Cougar Range and Territory

The cougar is widely distributed from Argentina and Chile to northern British Columbia and New Brunswick.  It has adapted to deserts, brush land, tropical forests and deciduous and coniferous forests. It is one of the world's most adaptable mammals. In Manitoba, the cougar can be found from the boreal forest to the grasslands, concentrating where prey is abundant(Wrigley and Nero 1982).

The cougar is a territorial creature and its home range size varies depending on the habitat type and quality. An animal will have to search further afield if prey is scarce.

Home ranges tend to overlap, especially females. Male territories tend not to overlap, with reasoning being that males are inherently more aggressive due to testosterone levels. Each male marks its territory by scent, scratch marks, and piles of debris, and avoids sharing boundaries with other males, which lessens the chance of territorial fights.

Female cougar territories tend to overlap, as they are more tolerant of other males and females for breeding purposes and to avoid fights. "When accompanied with young kittens, female cougars do become more aggressive towards other male and female cougars" (R.Wrigley, Assiniboine Park Zoo, Winnipeg, Manitoba, April 2005, personal communication).
     
The cougar's range can fluctuate from summer to winter, with cougars moving to lower, warmer elevation during the winter months. Transient, non-resident males (usually around 2 years old) may pass through resident male territory, but rarely attempt to stay unless powerful enough to challenge the resident male for territory. Young cougars are the most dangerous to humans, since they are usually more hungry, unskilled hunters and chased out of their territory by older males.

When the habitat is near carrying capacity for the cougar population, there is a high level of competition between individuals, with the stronger adult males usually winning the battle.

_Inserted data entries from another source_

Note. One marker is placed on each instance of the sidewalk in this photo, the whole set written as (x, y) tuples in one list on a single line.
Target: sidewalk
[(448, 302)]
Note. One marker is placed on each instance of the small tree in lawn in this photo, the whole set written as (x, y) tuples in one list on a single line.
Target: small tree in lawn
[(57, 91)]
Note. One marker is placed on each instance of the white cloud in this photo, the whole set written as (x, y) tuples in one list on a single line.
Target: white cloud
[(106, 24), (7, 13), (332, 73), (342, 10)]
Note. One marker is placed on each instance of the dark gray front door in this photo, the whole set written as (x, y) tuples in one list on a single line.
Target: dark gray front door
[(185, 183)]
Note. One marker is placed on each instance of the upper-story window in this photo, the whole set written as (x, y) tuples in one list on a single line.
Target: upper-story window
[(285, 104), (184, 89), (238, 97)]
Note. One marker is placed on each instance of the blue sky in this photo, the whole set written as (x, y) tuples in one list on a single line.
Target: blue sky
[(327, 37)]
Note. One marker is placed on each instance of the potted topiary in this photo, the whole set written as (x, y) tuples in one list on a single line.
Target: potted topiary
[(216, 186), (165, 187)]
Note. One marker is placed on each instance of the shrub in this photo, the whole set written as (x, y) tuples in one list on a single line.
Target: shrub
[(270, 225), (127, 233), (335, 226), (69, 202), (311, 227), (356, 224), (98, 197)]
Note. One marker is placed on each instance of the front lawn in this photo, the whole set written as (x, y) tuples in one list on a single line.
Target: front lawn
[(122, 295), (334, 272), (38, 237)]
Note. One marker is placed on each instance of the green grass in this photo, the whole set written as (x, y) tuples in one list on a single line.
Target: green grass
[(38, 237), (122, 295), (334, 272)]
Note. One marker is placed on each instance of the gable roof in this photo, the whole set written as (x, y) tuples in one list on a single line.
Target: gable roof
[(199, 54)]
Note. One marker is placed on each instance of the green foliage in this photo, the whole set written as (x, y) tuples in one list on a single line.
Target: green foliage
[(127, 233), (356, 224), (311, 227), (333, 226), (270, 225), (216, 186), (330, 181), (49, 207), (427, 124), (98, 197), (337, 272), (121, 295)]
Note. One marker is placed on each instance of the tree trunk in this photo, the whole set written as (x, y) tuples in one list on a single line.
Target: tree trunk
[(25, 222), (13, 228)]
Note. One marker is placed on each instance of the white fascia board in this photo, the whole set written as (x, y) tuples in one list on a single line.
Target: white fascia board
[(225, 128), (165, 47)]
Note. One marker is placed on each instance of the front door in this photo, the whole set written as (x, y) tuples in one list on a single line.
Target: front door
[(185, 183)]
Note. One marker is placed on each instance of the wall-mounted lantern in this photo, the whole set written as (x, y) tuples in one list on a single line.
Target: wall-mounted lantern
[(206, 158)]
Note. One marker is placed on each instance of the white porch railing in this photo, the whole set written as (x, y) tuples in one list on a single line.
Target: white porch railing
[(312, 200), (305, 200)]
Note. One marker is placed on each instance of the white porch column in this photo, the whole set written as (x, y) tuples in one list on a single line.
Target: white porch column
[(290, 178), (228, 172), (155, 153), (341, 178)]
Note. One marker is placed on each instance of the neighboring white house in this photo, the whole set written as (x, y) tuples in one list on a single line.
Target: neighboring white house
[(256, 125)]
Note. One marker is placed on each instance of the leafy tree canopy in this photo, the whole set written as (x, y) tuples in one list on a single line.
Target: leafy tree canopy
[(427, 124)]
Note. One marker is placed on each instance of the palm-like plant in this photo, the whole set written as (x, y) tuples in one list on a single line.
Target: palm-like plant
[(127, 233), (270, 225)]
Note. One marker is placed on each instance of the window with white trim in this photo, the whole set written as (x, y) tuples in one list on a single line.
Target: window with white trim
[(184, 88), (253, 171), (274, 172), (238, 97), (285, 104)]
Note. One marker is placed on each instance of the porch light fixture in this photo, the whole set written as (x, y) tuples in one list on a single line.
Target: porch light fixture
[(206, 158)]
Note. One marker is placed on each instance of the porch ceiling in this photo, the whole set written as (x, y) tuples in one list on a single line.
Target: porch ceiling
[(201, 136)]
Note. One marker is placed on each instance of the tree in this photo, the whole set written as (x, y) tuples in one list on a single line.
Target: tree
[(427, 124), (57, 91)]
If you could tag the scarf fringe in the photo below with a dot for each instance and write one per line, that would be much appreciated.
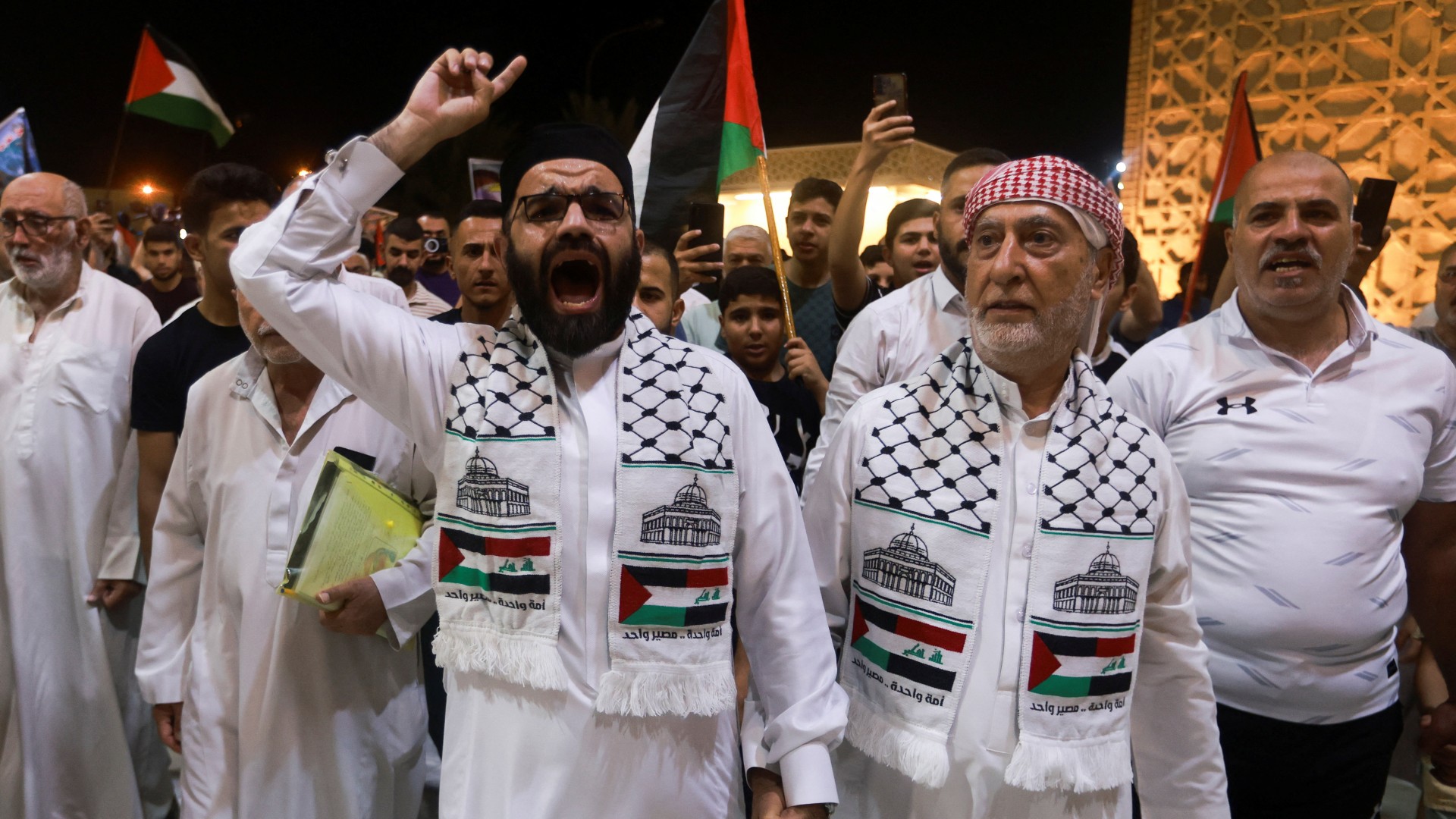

Wildlife corridors(most often natural, forested river valleys that pass through agricultural land or simple bushes along fence lines) act like a bridge through human-occupied territory and encourage the passage of animals from one good habitat to another with little immigration into less-favorable, human-populated areas.
      
Because large blocks of suitable habitat are not possible in many areas, wildlife corridors are needed to allow animal passage between smaller territories(Busch 1996). This is also essential to bring in new blood-lines for the gene-pool. Otherwise, inbreeding can cause disease, heart defects, reproductive problems, etc., such as is the problem with the isolated population species of Florida Panthers. There are only an estimated true 100 Florida Panthers left. Without dispersal corridors and the influx of transient cats, small cougar populations cannot survive. Manitoba must protect its wildlife corridors.